Menkeu: Tak Ada Pemotongan Anggaran, Tapi Refocusing. Belanja Pemerintah Tetap

Menteri Keuangan Sri Mulyani Indrawati menyatakan, efisiensi anggaran negara (APBN) yang selama beberapa bulan ini ramai dibicarakan bukan pemangkasan, melainkan refocusing dari satu ke sektor lain yang dinilai lebih efektif dan langsung berdampak terhadap orang banyak.
Karena itu kebijakan efisiensi anggaran (tahap pertama sebesar Rp306 triliun) itu, tidak menyebabkan efek berantai (multiplier effect) yang negatif terhadap perekonomian.
“Efisiensi anggaran tidak mengurangi belanja negara. Belanja negara tahun ini tetap Rp3.621,3 triliun,” kata Menkeu dalam konferensi pers di DPR, Jakarta, akhir pekan lalu.
Yang dilakukan pemerintah dengan kebijakan efisiensi tersebut, jelas Menkeu, adalah refocusing atau menggeser anggaran dari satu kegiatan ke kegiatan lain yang dinilai lebih berdampak besar terhadap masyarakat dan perekonomian.

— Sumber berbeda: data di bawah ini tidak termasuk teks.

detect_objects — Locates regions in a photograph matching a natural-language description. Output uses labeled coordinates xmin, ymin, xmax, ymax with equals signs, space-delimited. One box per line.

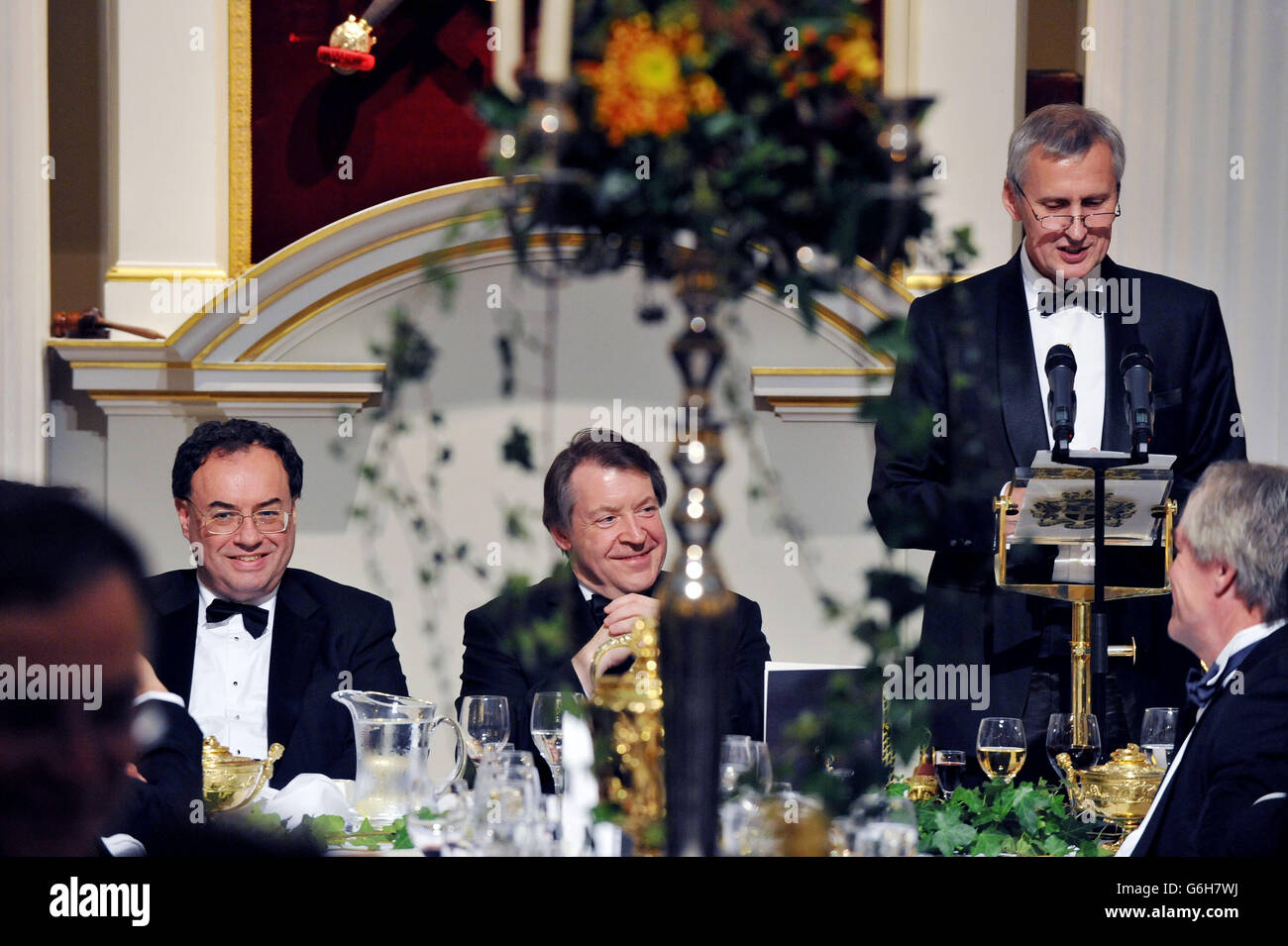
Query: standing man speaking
xmin=868 ymin=104 xmax=1245 ymax=779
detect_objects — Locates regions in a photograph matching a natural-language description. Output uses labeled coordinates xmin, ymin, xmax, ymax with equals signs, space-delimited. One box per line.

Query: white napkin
xmin=255 ymin=773 xmax=357 ymax=830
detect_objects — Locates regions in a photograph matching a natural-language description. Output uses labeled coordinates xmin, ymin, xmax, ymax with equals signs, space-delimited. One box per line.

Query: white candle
xmin=537 ymin=0 xmax=574 ymax=82
xmin=492 ymin=0 xmax=523 ymax=100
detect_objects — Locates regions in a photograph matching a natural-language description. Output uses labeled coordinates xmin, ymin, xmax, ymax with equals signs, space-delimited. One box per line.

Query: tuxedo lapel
xmin=268 ymin=571 xmax=324 ymax=745
xmin=984 ymin=250 xmax=1050 ymax=466
xmin=151 ymin=572 xmax=200 ymax=701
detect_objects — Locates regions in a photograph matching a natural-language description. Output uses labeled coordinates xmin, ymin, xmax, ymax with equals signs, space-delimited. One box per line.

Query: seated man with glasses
xmin=149 ymin=420 xmax=407 ymax=788
xmin=868 ymin=104 xmax=1245 ymax=779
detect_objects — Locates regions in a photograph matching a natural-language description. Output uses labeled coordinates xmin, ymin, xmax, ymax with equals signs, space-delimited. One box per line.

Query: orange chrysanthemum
xmin=581 ymin=14 xmax=724 ymax=146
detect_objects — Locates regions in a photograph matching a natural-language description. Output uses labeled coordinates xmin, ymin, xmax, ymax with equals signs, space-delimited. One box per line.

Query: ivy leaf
xmin=971 ymin=827 xmax=1010 ymax=857
xmin=931 ymin=822 xmax=976 ymax=857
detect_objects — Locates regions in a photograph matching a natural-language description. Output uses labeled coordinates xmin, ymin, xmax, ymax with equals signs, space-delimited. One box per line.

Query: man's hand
xmin=572 ymin=593 xmax=662 ymax=696
xmin=134 ymin=654 xmax=170 ymax=696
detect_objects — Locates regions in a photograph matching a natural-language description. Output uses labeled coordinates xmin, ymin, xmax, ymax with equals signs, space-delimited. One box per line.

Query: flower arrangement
xmin=478 ymin=0 xmax=930 ymax=313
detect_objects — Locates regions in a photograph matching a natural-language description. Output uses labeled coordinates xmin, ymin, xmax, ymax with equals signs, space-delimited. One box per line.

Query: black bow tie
xmin=206 ymin=597 xmax=268 ymax=638
xmin=590 ymin=592 xmax=612 ymax=631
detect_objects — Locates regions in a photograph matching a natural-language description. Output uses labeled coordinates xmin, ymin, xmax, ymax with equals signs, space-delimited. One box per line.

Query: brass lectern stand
xmin=993 ymin=451 xmax=1176 ymax=834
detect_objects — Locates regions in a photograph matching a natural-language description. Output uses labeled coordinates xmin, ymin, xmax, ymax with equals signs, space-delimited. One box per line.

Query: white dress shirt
xmin=1115 ymin=620 xmax=1288 ymax=857
xmin=1020 ymin=247 xmax=1105 ymax=450
xmin=188 ymin=579 xmax=277 ymax=760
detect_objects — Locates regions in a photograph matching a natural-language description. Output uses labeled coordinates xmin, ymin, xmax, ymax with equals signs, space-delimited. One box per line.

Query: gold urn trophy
xmin=201 ymin=736 xmax=284 ymax=813
xmin=993 ymin=451 xmax=1176 ymax=850
xmin=590 ymin=618 xmax=666 ymax=855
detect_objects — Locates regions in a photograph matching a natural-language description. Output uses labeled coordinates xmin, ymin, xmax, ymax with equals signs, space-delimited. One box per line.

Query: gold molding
xmin=763 ymin=394 xmax=863 ymax=408
xmin=86 ymin=388 xmax=381 ymax=404
xmin=751 ymin=368 xmax=893 ymax=377
xmin=68 ymin=362 xmax=385 ymax=372
xmin=103 ymin=266 xmax=228 ymax=282
xmin=903 ymin=272 xmax=975 ymax=289
xmin=854 ymin=257 xmax=915 ymax=302
xmin=234 ymin=233 xmax=585 ymax=362
xmin=228 ymin=0 xmax=252 ymax=274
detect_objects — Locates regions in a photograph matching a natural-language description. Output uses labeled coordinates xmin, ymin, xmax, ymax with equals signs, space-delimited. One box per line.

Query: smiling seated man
xmin=456 ymin=429 xmax=769 ymax=777
xmin=149 ymin=418 xmax=407 ymax=788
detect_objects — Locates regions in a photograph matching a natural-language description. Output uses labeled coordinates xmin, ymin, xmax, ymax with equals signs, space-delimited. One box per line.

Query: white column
xmin=1086 ymin=0 xmax=1288 ymax=464
xmin=0 ymin=0 xmax=51 ymax=482
xmin=103 ymin=0 xmax=228 ymax=332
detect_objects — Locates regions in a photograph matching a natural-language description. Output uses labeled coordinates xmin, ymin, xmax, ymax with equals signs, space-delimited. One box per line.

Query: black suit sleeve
xmin=353 ymin=598 xmax=408 ymax=696
xmin=103 ymin=700 xmax=202 ymax=855
xmin=729 ymin=597 xmax=769 ymax=740
xmin=456 ymin=607 xmax=581 ymax=752
xmin=868 ymin=295 xmax=1001 ymax=551
xmin=1177 ymin=664 xmax=1288 ymax=857
xmin=1174 ymin=291 xmax=1248 ymax=499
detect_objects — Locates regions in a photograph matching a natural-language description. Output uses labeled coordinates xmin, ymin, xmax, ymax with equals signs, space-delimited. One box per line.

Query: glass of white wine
xmin=461 ymin=696 xmax=510 ymax=767
xmin=1140 ymin=706 xmax=1181 ymax=769
xmin=975 ymin=715 xmax=1027 ymax=786
xmin=531 ymin=692 xmax=563 ymax=795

Dampak refocusing anggaran itu secara agregat terhadap perekonomian akan tergantung dari masing-masing kegiatan yang menerima realokasi anggaran.
“Kalau anggarannya direlokasi untuk aktivitas yang menimbulkan multiplier effect positif lebih besar, dampak kebijakan efisiensi anggaran itu ke perekonomian justru akan lebih baik,” ujar Sri Mulyani.

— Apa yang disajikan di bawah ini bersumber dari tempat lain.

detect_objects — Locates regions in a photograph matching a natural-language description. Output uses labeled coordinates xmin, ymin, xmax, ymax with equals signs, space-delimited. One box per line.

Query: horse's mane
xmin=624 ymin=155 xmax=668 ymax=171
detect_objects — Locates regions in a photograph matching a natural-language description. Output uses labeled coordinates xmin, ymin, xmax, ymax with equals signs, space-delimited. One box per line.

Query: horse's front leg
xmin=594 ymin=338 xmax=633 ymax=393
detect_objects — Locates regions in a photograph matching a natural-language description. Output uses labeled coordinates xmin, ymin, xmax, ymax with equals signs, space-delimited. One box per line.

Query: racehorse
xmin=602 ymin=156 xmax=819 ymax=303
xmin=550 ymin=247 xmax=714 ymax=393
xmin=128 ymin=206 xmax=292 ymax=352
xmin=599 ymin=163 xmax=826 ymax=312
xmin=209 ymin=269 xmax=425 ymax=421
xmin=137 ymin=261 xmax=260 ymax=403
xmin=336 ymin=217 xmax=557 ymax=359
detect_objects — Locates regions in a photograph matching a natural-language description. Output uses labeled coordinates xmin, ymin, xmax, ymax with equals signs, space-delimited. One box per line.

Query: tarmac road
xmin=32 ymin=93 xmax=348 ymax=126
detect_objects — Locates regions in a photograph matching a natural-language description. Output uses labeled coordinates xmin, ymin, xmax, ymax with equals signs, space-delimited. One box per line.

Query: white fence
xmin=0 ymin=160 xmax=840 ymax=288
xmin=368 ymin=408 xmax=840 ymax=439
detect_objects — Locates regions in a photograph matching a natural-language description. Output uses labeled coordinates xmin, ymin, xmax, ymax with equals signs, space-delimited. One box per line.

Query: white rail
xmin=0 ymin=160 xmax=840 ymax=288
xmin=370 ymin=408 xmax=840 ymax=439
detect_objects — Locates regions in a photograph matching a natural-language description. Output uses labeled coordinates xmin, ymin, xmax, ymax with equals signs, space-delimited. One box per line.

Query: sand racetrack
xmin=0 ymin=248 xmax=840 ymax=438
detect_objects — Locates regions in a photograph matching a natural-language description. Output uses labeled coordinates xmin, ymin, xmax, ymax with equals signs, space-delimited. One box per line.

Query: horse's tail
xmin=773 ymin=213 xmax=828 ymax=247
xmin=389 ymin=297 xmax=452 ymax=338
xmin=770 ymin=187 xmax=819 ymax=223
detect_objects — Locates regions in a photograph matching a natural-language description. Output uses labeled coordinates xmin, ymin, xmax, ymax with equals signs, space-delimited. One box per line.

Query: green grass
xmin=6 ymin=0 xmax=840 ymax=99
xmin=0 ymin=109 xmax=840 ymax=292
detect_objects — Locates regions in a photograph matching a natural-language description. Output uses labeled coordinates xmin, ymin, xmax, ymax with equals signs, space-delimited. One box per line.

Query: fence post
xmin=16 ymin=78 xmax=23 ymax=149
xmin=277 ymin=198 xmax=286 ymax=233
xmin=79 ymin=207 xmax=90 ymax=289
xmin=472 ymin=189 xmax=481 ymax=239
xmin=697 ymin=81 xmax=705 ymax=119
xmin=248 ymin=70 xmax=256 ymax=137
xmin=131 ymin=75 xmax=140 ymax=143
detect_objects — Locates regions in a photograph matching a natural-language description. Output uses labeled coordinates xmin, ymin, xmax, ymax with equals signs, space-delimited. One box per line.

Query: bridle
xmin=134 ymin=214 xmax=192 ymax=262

Menkeu menmbahkan, Kemenkeu akan terus melakukan monitoring terhadap kebijakan efisiensi anggaran tersebut. Terutama menyangkut kecepatan untuk melakukan belanja agar bisa mendorong pertumbuhan ekonomi.
Baca juga: Presiden Prabowo: Nggak Masalah Kabinet Gemuk, yang Penting Kerja Efisien
Kendati demikian Sri Mulyani menyebutkan, semangat kebijakan efisiensi akan tetap dipertahankan, karena penting bagi penyelenggaraan birokrasi yang baik dan efisien.

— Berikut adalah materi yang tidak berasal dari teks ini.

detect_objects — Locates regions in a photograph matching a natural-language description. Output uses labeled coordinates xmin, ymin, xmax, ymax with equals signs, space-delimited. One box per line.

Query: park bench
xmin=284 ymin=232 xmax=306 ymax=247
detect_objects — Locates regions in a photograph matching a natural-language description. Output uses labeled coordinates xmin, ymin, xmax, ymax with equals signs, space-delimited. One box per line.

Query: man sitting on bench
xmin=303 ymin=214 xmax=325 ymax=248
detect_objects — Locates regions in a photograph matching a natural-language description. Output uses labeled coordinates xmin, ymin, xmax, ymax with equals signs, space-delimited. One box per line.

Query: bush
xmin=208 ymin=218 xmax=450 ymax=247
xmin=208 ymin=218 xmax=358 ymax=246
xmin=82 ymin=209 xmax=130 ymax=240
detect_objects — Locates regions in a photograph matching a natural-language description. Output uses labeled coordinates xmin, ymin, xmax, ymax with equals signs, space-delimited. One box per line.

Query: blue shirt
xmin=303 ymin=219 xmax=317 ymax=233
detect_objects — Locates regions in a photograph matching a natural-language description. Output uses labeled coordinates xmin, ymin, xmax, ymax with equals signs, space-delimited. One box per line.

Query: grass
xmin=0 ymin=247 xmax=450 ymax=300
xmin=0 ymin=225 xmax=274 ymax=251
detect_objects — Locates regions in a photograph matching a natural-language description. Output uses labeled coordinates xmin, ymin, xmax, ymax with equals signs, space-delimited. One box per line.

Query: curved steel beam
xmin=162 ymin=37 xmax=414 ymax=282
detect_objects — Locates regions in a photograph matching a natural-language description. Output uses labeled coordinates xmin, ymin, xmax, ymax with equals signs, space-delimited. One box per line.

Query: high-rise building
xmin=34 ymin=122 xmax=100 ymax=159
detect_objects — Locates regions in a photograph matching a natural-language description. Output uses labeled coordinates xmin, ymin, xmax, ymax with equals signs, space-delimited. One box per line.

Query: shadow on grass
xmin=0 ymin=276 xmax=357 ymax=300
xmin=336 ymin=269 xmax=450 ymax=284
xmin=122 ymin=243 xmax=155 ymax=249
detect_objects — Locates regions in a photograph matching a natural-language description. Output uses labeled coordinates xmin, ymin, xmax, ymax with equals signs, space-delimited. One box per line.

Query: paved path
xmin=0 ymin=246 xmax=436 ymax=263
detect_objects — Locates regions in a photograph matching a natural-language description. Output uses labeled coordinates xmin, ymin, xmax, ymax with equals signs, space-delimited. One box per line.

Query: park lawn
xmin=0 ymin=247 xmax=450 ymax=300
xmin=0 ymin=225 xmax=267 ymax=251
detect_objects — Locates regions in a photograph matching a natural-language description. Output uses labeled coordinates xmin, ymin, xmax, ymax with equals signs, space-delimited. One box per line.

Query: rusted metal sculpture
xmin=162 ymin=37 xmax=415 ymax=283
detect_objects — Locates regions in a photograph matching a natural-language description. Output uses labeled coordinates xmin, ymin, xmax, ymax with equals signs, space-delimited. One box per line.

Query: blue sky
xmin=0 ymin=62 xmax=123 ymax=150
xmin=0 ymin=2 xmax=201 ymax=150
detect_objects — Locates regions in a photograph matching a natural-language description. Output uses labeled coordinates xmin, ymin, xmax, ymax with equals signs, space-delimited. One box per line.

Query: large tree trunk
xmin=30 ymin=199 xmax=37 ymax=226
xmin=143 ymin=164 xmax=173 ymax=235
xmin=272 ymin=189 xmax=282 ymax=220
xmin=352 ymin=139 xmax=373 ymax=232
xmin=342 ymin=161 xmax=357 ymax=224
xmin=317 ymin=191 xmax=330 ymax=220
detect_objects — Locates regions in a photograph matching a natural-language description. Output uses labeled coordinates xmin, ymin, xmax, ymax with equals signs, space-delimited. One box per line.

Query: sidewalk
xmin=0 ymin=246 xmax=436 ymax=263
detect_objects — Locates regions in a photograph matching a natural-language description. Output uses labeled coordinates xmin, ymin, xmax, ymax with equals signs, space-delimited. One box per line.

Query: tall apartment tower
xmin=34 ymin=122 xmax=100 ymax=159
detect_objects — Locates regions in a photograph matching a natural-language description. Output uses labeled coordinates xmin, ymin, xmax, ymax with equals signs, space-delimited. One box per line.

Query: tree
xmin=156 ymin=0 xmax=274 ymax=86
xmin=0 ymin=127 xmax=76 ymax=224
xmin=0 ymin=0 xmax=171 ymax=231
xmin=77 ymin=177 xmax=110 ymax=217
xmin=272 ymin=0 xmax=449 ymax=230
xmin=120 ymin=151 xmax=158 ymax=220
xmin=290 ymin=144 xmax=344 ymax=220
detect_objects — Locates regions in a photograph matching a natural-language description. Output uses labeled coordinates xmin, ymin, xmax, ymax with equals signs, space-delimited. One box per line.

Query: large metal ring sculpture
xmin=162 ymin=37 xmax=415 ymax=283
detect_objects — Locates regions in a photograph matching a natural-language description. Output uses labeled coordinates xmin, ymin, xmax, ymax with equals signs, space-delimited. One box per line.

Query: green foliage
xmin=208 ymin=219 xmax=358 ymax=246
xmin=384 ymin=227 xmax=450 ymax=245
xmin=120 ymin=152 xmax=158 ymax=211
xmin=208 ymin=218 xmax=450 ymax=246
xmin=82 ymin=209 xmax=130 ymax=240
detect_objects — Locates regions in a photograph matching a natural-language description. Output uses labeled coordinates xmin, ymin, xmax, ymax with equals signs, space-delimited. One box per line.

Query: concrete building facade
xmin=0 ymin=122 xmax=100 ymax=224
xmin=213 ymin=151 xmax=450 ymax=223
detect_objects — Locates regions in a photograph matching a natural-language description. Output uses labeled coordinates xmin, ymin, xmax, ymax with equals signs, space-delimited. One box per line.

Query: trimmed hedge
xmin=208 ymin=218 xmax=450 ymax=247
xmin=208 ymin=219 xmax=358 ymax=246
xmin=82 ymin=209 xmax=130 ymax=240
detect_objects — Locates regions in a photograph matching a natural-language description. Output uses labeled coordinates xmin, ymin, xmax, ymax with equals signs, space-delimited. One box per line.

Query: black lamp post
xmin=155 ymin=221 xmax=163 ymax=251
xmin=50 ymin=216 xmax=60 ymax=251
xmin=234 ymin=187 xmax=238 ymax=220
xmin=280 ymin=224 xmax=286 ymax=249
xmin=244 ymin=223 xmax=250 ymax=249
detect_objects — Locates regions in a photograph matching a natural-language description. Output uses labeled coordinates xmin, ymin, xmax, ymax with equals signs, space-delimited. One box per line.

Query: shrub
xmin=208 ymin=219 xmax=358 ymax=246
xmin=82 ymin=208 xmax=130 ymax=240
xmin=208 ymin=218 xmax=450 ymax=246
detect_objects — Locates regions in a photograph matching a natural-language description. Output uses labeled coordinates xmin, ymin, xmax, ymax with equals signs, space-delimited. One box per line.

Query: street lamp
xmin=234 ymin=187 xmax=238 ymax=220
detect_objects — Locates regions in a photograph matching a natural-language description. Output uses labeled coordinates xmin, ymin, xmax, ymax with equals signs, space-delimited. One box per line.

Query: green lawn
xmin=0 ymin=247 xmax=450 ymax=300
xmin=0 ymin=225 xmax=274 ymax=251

Pemerintah menargetkan pertumbuhan ekonomi dalam APBN 2025 sebesar 5,2 persen. Lebih tinggi dibanding realisasi pertumbuhan ekonomi 2024 yang hanya 5,03 persen.
Banyak ekonom yang khawatir, kebijakan efisiensi anggaran yang dilakukan pemerintahan Prabowo berdampak negatif terhadap konsumsi masyarakat, dunia usaha, dan penyerapan tenaga kerja, yang pada akhirnya menurunkan pertumbuhan ekonomi.
Dari sisi pengeluaran, konsumsi masyarakat adalah kontributor terbesar pertumbuhan ekonomi (lebih dari 53 persen). Sedangkan anggaran negara atau belanja (konsumsi) pemerintah hanya berkontribusi 7-9 persen.